Among the young and athlete population, performance-enhancing drugs (PED), most notably AAS, carry a significant risk of harmful side effects. Along with aesthetic and athletic benefits such as increased muscle mass, documented adverse effects include myocardial infarction,[23] liver injury, kidney dysfunction, testicular atrophy, gynecomastia, and acne.[16] Growth hormone is another drug that is used by approximately 5% of US high-school students with doses up to 20 times the therapeutic level and commonly consumed as an adjunct to AAS in cycles of 4–6 weeks.[24] However, prior case reports on growth-hormone-induced acute pancreatitis are from growth-hormone-deficient children on treatment.[25] In addition to literature search on growth hormone, we found only one report on an animal study on the effects of clenbuterol on the pancreas. Guilhermo et al. have reported on the performance-enhancing effect of the acute administration of clenbuterol in horses and increased insulin secretion of pancreatic beta-2 adrenergic receptors.[26] However, this would not explain the occurrence of pancreatitis in mans. Overall, the mechanisms of pathology caused by PEDs, such as anabolic steroids, are better understood in the liver and kidney than the pancreas.[1]

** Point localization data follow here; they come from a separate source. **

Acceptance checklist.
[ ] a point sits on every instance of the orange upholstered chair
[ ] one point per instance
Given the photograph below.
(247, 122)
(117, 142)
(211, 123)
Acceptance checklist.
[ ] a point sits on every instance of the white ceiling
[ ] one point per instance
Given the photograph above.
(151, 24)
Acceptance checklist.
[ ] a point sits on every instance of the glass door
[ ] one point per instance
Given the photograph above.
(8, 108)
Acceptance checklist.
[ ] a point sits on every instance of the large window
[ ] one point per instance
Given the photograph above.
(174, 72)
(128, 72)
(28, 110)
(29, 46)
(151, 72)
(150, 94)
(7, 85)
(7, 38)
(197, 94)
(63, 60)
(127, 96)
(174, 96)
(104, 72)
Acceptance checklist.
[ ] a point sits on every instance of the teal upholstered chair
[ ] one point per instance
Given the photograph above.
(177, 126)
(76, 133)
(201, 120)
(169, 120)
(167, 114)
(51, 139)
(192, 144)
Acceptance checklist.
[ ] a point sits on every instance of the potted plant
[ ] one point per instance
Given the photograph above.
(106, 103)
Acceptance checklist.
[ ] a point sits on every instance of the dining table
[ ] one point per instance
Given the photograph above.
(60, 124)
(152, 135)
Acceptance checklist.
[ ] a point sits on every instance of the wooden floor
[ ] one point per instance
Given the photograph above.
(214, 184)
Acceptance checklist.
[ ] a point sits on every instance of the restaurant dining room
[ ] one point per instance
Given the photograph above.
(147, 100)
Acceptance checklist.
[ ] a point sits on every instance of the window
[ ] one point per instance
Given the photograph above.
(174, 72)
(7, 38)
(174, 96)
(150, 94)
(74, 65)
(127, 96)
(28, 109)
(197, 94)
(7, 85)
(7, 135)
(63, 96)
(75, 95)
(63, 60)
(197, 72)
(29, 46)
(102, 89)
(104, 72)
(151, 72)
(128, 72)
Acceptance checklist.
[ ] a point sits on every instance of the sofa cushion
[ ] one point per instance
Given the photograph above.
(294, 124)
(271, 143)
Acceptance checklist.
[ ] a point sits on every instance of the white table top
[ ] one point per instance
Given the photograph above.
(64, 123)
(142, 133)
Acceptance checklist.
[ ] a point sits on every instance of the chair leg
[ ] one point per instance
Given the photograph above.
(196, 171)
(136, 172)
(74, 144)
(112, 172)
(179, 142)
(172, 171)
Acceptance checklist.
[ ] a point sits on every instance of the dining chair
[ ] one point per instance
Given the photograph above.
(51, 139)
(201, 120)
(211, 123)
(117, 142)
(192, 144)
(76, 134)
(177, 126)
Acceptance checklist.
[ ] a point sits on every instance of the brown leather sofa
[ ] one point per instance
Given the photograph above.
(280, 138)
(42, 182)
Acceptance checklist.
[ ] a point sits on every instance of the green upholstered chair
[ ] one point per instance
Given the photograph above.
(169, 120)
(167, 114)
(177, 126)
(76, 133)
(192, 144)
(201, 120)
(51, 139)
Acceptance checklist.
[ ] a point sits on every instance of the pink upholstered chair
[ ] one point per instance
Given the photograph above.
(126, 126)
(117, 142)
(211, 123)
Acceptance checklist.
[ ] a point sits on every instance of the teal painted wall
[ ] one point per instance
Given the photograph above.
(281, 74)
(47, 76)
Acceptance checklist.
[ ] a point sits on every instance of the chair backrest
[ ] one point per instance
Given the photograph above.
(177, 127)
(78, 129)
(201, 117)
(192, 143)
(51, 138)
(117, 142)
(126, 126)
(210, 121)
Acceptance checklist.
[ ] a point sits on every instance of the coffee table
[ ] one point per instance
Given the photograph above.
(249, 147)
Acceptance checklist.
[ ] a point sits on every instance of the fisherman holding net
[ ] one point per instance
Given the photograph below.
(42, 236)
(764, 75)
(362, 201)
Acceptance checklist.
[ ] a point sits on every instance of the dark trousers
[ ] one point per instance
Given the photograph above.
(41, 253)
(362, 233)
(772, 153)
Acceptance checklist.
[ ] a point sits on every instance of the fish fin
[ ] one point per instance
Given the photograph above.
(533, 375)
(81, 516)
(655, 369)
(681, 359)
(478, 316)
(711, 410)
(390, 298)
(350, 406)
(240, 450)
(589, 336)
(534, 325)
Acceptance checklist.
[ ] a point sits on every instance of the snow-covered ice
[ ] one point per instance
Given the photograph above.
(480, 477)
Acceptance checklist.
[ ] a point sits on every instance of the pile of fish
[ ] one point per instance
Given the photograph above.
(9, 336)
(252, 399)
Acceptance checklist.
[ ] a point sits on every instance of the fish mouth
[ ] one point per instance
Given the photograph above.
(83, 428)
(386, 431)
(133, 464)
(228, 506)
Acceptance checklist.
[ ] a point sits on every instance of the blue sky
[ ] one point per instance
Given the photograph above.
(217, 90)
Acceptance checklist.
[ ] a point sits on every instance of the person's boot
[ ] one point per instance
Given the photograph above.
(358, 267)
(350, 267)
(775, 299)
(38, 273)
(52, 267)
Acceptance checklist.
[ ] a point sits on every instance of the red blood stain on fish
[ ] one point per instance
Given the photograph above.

In our patient, magnetic resonance cholangiopancreatography (MRCP) and endoscopic ultrasound were not conducted to investigate for pancreatic divisum and occult microlithiasis, respectively, because of the rapid response to therapy, lack of history of a previous attack, and negative CT and ultrasound imaging. The patient was followed up for 1 year with no recurrent attacks and in the absence of drug use. The patient was not rechallenged because of the potential risks of recurrent pancreatitis. Of note is the lack of testing for genetic susceptibility for pancreatitis and to rule out familial forms of pancreatitis in most prior reports of drug-induced acute pancreatitis. Since the implication of specific drugs as a cause of acute pancreatitis is a diagnosis of exclusion, these rare genetic causes of pancreatitis must be ruled out before implicating the drug, as we have done in the current case.